Böhringer spent the next two years on the Bengals’ practice squad and was released prior to the 2020 season. With his NFL options spent, the man who’s story is the stuff of myth is taking a remarkably practical approach, returning to Germany to finish his undergraduate degree in mechanical engineering at Aalen University.
“The main reason why I came back was because I wanted to finish my school,” Bohringer explains. “I had to pass on that because the whole NFL opportunity came so suddenly and I want to finish that now.”
That meant turning down potential opportunities in smaller pro leagues. The CFL’s Global program may seem like a natural fit for a European player of Böhringer’s caliber and the XFL might have come calling, but Böhringer had interest in neither.
“If I want to play professional, then I want to play in the NFL and if not, I want to finish school and basically live and work a normal job afterwards,” he says matter of factly.
Returning to the more relaxed lifestyle of European ball while finishing his degree is another matter entirely and Böhringer was heavily pursued by a number of German teams, including those in the upstart European League of Football. The ELF has inked a number of European NFL alums but Böhringer opted to return to the GFL instead.
“I had conversations with a few teams and I could’ve definitely seen myself playing there, but every time I went to Germany, I went back to Schwabisch Hall and watched their games, even went to practices. So it just made more sense to go back home to where it all began,” he explains.
“I want to give back. Kind of like they helped me, I want to help them now. That’s my main goal. Just to show them what I learned in my five years and see if any of that can help them to get better as an organization. Maybe even get better at developing young players.”
Böhringer and Unicorns head coach Jordan Neuman are still discussing what his role in the offense will be in 2021 but whether it be in-line or out wide, he is sure to be explosive. In his lone season in the GFL before jumping to the NFL, Böhringer caught 59 passes for 1,232 yards and 13 touchdowns, adding 14 kickoff returns for 415 yards and two more scores.
The receiver is a much more polished player now, but Schwäbisch Hall will have to make the most of his talents while they’re around.
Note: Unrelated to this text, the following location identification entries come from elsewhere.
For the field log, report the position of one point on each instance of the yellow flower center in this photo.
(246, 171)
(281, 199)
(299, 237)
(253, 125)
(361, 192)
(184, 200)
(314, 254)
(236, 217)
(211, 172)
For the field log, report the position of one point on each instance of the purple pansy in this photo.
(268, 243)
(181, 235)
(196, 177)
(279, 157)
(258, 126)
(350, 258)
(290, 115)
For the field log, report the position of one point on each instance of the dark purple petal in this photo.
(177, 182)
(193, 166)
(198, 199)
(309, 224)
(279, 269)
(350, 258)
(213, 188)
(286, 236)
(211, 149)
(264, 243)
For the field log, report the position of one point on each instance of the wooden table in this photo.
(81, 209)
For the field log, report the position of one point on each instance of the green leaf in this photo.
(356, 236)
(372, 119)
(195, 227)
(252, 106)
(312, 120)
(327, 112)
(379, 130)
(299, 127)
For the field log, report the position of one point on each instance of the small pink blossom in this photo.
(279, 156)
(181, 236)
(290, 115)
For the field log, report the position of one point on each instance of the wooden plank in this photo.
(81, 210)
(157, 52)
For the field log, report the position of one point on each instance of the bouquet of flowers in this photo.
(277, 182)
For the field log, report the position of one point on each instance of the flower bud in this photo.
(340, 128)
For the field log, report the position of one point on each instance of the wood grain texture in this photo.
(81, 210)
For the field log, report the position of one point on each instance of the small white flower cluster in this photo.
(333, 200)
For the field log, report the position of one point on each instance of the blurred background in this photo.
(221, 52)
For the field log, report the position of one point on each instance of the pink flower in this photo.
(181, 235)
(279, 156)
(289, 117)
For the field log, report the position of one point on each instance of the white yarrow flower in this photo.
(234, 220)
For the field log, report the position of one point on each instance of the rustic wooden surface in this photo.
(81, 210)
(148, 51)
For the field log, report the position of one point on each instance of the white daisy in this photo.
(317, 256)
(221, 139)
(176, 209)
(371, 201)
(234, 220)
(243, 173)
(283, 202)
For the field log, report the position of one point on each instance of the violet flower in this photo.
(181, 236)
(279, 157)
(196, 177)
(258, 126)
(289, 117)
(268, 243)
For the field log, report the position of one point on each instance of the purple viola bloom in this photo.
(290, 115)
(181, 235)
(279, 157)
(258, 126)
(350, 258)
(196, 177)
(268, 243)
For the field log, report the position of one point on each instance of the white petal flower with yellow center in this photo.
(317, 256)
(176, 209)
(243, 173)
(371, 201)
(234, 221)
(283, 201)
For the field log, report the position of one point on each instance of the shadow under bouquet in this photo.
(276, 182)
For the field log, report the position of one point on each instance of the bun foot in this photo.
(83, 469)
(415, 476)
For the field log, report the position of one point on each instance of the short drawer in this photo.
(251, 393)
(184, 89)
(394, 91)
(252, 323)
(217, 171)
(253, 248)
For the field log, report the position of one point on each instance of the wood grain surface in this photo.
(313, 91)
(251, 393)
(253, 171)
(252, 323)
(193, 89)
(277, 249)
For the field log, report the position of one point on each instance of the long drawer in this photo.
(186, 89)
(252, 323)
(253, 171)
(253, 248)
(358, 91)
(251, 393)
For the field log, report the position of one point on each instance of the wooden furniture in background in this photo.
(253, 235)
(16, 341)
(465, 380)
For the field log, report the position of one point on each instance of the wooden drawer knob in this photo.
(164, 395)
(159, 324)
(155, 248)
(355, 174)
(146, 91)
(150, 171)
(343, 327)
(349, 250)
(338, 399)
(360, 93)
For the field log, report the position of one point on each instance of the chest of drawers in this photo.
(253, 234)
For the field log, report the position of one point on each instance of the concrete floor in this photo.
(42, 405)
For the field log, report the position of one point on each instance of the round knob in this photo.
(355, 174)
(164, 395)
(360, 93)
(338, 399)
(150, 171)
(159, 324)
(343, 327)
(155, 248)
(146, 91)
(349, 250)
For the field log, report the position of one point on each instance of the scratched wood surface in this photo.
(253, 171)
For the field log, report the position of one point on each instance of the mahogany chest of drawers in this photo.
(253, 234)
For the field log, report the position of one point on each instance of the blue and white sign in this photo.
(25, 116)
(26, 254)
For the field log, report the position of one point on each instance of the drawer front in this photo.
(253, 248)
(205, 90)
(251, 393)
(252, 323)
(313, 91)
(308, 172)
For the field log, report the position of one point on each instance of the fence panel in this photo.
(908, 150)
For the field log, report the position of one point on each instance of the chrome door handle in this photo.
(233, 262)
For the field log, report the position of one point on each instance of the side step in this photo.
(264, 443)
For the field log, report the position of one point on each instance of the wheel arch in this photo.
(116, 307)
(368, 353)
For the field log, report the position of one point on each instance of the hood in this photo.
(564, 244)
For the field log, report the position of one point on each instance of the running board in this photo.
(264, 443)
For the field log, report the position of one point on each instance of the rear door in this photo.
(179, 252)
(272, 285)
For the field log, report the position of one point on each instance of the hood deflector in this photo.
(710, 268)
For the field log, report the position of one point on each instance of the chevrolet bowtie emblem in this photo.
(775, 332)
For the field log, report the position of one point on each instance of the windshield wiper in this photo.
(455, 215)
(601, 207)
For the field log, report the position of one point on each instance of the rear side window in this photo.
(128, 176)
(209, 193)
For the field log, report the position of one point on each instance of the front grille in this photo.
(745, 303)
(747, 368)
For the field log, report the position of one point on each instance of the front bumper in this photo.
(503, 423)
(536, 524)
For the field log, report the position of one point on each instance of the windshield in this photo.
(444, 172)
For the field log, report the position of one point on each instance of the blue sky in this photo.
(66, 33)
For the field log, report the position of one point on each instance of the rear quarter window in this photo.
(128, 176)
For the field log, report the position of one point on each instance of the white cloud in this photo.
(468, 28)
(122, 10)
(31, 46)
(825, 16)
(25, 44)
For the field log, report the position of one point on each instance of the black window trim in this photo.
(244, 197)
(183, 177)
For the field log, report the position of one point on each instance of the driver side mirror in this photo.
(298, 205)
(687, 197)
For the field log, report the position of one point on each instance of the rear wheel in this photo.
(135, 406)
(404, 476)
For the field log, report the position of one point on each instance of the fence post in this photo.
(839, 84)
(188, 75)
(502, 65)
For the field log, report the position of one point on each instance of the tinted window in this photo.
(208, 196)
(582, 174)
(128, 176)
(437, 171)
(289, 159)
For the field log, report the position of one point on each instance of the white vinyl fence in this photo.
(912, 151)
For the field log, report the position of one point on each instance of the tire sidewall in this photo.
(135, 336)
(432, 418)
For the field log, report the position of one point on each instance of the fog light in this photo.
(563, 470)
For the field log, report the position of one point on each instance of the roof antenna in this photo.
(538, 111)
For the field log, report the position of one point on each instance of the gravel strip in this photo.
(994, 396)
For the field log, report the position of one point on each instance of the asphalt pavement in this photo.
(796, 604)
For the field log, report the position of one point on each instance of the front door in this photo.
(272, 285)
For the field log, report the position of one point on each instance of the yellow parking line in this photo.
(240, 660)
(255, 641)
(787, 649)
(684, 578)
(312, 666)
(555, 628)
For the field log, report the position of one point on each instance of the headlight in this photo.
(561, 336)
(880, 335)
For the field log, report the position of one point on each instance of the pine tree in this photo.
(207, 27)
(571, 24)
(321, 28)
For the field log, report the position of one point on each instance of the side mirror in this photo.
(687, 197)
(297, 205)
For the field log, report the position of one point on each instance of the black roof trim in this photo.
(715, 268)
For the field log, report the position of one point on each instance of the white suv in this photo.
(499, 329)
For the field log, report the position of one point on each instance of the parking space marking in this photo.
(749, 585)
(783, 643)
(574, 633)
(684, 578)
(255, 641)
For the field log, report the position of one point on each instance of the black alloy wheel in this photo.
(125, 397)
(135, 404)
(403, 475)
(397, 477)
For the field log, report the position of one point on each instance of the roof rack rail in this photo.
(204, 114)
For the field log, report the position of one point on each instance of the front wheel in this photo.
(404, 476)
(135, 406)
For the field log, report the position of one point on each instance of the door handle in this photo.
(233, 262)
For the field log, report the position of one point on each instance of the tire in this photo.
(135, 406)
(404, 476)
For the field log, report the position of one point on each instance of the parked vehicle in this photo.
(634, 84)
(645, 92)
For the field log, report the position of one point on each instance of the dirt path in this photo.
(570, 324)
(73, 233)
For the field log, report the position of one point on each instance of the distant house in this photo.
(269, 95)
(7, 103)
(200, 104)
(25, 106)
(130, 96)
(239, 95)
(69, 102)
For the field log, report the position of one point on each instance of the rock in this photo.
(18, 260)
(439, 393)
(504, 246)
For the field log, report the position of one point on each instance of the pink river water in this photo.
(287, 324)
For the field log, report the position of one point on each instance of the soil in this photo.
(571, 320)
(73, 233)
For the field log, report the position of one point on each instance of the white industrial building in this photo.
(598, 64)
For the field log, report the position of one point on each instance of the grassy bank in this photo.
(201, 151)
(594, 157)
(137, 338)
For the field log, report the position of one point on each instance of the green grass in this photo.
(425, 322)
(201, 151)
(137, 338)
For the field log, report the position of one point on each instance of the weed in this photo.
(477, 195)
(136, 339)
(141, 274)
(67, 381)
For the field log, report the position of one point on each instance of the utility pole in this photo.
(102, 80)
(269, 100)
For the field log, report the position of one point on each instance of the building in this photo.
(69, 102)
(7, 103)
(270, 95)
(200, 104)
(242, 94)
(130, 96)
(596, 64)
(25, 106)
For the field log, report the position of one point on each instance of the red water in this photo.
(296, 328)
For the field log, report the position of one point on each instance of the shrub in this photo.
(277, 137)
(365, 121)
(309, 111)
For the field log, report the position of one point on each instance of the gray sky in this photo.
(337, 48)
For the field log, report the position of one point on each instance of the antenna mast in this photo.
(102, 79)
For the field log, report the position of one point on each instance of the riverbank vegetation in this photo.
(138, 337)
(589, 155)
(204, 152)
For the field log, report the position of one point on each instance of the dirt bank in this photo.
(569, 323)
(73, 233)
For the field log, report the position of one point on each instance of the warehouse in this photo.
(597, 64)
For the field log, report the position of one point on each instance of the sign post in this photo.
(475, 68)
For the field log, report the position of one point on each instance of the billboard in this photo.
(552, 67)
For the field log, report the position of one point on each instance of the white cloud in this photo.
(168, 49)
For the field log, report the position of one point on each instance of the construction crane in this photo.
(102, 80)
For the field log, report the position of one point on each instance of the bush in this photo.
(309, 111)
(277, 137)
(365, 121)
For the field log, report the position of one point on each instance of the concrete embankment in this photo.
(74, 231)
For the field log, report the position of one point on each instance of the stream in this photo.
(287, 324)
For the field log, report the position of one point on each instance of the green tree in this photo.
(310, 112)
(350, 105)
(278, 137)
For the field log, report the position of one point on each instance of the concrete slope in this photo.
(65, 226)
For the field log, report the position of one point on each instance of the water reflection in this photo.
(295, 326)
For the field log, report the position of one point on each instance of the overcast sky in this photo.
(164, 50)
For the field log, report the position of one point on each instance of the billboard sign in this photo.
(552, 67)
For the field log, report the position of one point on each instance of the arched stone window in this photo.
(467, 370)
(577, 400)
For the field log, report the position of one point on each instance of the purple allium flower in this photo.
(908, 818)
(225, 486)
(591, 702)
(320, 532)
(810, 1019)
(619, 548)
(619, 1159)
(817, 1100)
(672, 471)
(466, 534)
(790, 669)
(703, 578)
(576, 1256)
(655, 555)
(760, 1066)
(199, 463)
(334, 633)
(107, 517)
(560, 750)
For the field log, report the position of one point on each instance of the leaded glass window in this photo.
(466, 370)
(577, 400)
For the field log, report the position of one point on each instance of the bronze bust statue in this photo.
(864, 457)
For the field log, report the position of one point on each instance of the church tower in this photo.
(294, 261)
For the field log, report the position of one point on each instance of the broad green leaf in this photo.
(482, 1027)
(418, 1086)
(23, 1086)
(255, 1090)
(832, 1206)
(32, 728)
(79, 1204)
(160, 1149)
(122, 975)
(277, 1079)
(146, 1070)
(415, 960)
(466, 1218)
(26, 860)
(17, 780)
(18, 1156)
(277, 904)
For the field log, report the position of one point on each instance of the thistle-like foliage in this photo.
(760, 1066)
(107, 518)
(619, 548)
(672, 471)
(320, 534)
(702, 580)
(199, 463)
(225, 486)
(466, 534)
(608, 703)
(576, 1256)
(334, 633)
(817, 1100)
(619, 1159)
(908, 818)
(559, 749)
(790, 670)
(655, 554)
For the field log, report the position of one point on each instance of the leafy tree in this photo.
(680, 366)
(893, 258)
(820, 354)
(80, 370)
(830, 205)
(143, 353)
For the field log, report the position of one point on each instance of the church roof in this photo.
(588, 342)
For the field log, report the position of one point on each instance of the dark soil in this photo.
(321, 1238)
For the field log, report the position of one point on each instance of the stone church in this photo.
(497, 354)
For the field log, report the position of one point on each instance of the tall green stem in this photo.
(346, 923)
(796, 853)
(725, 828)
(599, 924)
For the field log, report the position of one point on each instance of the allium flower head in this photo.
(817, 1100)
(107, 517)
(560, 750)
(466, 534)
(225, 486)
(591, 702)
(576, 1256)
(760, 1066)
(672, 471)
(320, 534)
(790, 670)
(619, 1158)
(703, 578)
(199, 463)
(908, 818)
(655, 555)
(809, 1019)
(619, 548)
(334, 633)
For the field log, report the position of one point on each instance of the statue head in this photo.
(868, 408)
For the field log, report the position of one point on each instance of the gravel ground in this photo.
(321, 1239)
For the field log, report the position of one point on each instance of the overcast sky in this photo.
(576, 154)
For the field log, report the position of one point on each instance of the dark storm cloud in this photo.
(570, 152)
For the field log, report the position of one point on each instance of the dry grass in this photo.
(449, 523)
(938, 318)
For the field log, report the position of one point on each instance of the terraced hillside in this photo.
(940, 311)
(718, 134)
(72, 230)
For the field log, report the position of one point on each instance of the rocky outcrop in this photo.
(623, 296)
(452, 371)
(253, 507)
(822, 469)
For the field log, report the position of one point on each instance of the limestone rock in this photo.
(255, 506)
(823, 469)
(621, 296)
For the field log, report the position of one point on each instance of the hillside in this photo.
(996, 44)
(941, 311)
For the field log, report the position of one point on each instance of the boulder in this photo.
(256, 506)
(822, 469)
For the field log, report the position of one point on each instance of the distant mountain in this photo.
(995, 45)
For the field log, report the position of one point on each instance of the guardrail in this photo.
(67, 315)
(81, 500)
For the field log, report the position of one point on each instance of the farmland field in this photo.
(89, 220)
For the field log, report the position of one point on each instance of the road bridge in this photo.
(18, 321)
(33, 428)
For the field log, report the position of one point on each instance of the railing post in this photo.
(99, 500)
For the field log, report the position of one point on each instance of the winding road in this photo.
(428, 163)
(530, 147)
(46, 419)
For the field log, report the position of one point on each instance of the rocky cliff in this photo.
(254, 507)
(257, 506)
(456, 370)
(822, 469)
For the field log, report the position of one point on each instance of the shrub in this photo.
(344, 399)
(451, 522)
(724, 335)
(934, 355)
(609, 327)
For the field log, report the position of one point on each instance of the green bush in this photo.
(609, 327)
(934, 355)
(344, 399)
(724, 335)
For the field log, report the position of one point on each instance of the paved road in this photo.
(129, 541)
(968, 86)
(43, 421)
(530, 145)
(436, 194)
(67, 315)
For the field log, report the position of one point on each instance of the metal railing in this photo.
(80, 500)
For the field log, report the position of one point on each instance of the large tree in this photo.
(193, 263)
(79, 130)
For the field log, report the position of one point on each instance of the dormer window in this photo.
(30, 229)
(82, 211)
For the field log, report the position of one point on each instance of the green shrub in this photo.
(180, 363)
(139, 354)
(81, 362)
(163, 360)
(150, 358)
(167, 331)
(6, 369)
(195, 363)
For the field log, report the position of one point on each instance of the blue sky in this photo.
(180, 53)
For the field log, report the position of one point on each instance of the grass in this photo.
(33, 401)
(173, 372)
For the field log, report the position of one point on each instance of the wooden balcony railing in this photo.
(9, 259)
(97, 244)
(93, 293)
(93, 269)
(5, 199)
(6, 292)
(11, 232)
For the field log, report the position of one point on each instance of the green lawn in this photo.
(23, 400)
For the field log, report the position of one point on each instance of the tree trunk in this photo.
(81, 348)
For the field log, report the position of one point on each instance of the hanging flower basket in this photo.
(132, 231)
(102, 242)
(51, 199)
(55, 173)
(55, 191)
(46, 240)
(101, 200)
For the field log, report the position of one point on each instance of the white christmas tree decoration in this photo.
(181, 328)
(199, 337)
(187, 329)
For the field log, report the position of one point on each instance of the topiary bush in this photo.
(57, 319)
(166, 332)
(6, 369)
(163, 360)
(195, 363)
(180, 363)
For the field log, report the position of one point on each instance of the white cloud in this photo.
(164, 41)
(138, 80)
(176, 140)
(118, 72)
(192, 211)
Böhringer has just a year and a half remaining on his degree and a serious girlfriend in the United States that he hopes to return to after graduation.
That puts a time limit on Böhringer’s European return and he know exactly what he wants to accomplish with it.
“I definitely want to win the German Bowl because we didn’t do that that the year I played. That would definitely be the main goal,” Böhringer says, citing the Unicorns 41-31 loss to the New Yorker Lions in 2015.
“But for me personally, it’s not like I have any certain numbers that I want to accomplish. It’s more just the joy of playing football and having fun and then everything else will come from that.”
If the life of an unlikely football legend is a story book, perhaps that is the lesson we should all take away.